British police have made it clear that a number of former associates of Jimmy Savile, the late BBC host now accused of molesting children, are going to be arrested or at least questioned, and the first to get a visit from Scotland Yard can come as no surprise: Paul Gadd, a.k.a. Gary Glitter. The former pop star (who has already been convicted of child pornography in Britain in 1999 and having sex with underage girls in Vietnam in 2006) was taken into police custody and released on Sunday after one of Savile’s accusers said she had also seen Gadd having sex with an underage girl in Savile’s dressing room, “which was packed with lots of people.” The scene sounds like one that could implicate whomever was on hand, as the accuser described Glitter as being “particularly horrible and only interested in getting as much sex as he could possibly get from any girl.” Ick. As it happens, the BBC documentary that first publicized the allegations against Savile also included footage of Savile defending Glitter’s child porn, saying he “didn’t do anything wrong,” but was “demonized.” Not exactly the coveted endorsement.
Meanwhile, the Times continues probing its incoming CEO, Mark Thompson, formerly the director-general of the BBC, about what he knew about the allegations against Savile, and when. It reports on a story in Britain’s Sunday Times, in which a freelance journalist named Miles Goslett describes calling Thompson in May with questions about the allegations against Savile and the BBC’s decision to kill a Newsnight documentary about them. He said he had filed a freedom of information request in April asking for records of BBC executives’ communications about Savile.
In an interview, Mr. Goslett said that when his request was denied in mid-May, he called Mr. Thompson’s office and told an aide, Jessica Cecil, that he wanted to talk to Mr. Thompson about his request and also about “claims that I was aware of that had been made to ‘Newsnight’ that girls were abused on BBC premises by Jimmy Savile in the 1970s.”
He said Ms. Cecil referred him to the BBC’s media relations office. A BBC spokeswoman said Sunday that Ms. Cecil did not recall that Mr. Goslett “mentioned the nature of the allegations against Savile.”

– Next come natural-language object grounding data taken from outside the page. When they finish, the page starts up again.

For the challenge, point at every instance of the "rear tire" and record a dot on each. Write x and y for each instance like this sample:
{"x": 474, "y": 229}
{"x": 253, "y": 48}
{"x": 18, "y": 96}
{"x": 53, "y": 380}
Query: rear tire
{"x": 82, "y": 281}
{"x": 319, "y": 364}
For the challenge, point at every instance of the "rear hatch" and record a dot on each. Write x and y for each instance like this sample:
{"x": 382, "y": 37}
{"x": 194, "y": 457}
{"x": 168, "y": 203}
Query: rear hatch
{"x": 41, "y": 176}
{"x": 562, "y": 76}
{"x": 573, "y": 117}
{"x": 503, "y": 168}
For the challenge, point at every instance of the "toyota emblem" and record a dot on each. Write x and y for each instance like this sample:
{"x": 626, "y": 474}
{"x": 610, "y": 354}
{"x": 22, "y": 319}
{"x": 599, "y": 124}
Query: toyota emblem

One former BBC employee who went on to direct Channel 5, a BBC competitor, told the Times, “The big failing internally, and this is where Mark comes into the picture, is the deliberate incuriosity of the senior executives … There is a culture of avoiding knowledge so as to evade responsibility.” If it turns out Thompson had a hand in covering up the allegations against Savile by killing the Newsnight investigation, it could certainly affect his new job at the Times.